Virgilio Mora Rodríguez es uno de los escritores más interesantes de la Costa Rica actual. Y es también uno de los más injustamente olvidos y marginados.

Aunque resulte una paradoja, esto dice mucho de Mora Rodríguez. No sería la primera vez que un creador auténtico sea olvidado.

Sin pretender hacer inviables comparaciones, muchos de los mejores creadores de nuestra historia fueron marginados por una élite que admitió como cultura verdadera únicamente la que respondía al modelo liberal de finales de siglo XIX. Muchos de los que no calzaban en esa ideología cándida, uniformizante, superficialona, dulcete y simplona, simplemente fueron relegados.

Así pasó con Jenaro Cardona y con Max Jiménez en el campo de las letras, y con el primer Zúñiga y el Manuel de la Cruz González maduro, en el campo de la plástica.
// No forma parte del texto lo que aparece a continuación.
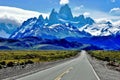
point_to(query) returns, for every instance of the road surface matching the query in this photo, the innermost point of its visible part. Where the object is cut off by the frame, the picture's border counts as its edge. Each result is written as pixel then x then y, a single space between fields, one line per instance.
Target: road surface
pixel 76 69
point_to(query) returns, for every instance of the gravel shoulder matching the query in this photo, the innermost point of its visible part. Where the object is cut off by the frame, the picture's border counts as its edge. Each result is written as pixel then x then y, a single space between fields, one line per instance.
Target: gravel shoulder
pixel 15 72
pixel 103 70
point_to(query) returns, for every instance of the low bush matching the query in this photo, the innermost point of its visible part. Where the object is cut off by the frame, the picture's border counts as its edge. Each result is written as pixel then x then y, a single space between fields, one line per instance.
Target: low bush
pixel 10 64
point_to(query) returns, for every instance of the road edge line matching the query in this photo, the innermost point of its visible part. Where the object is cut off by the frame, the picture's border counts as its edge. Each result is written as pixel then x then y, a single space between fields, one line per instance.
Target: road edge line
pixel 98 78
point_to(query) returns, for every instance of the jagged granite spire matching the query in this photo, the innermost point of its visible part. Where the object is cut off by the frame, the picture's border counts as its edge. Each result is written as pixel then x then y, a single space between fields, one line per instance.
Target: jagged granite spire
pixel 65 12
pixel 53 18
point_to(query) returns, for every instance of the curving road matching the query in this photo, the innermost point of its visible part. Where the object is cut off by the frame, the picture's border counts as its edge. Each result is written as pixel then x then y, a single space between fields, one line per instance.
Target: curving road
pixel 76 69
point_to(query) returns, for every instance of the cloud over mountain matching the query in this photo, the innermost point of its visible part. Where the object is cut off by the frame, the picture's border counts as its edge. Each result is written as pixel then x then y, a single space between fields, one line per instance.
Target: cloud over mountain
pixel 115 11
pixel 62 2
pixel 16 16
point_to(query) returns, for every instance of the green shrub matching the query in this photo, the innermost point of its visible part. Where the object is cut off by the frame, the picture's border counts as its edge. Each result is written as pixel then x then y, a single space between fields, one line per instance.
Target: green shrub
pixel 29 62
pixel 3 63
pixel 0 66
pixel 10 64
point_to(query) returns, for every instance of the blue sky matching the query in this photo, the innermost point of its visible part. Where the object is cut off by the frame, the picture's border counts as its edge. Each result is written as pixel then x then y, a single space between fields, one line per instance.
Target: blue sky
pixel 94 8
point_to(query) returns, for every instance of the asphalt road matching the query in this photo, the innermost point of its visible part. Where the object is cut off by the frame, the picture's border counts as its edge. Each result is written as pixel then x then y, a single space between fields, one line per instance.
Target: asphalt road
pixel 76 69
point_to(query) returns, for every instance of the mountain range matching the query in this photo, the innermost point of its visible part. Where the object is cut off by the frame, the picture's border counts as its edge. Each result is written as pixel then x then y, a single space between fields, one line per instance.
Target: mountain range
pixel 61 30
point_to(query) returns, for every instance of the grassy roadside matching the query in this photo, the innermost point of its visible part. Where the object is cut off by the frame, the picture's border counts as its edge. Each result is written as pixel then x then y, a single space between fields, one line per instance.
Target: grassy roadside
pixel 112 57
pixel 14 58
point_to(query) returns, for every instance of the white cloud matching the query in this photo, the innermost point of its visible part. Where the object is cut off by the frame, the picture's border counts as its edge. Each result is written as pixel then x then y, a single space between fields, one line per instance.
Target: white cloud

De este olvido voluntario se salvaron los escritores inscritos en los movimientos sociales de los cuarentas, precisamente por ser representantes de un movimiento político que fue muy influyente hasta hace muy pocos años.

Como afirma la filóloga María Amoretti, una de las personas que más profundamente han estudiado la obra de este autor, a Mora lo quieren y lo detestan por igual. Más aún, lo detestan más que lo quieren.

Eso se debe, hay que decirlo de entrada, por el carácter iconoclasta de su pluma, por la forma radical con que mira su tierra, desde la lejana Nueva York donde reside desde hace muchos años.


Obras de Virgilio Mora Rodríguez


The Grandfather (1974)

Cachaza (1995)

De su historia hace mucho (1985)

Dos cuentos (1985)

Nora y otros cuentos (1985)

La película (1991)

La distancia del último adiós (1994)

A flote (1996)

Los problemas del gato (1996)

La Loca Prado (1998)

Mano a mano (1998)

Kpukta Kvikda (2002)

Pero, agrega Amoretti, curiosamente este autor casi olvidado es uno de los más estudiados por los expertos. Para decirlo de manera directa, entre los autores contemporáneos, Mora es el que más evoca y más provoca a los amantes de las letras.

Mora Rodríguez publicó hace 25 años Cachaza, una novela que le dio cierto renombre y que un cuarto de siglo después sigue siendo apreciado por los sectores más contestatarios del movimiento cultural y científico. De ella se hicieron dos ediciones, cosa que es mucho decir para una obra literaria. Después vinieron obras mejores, pero su nombre simplemente se opacó y sus obras apenas si fueron distribuidas. De su fabulosa novela Mano a mano se imprimieron tan solo 500 ejemplares. De la más reciente obra, Kpukta Kvikda,un poco más.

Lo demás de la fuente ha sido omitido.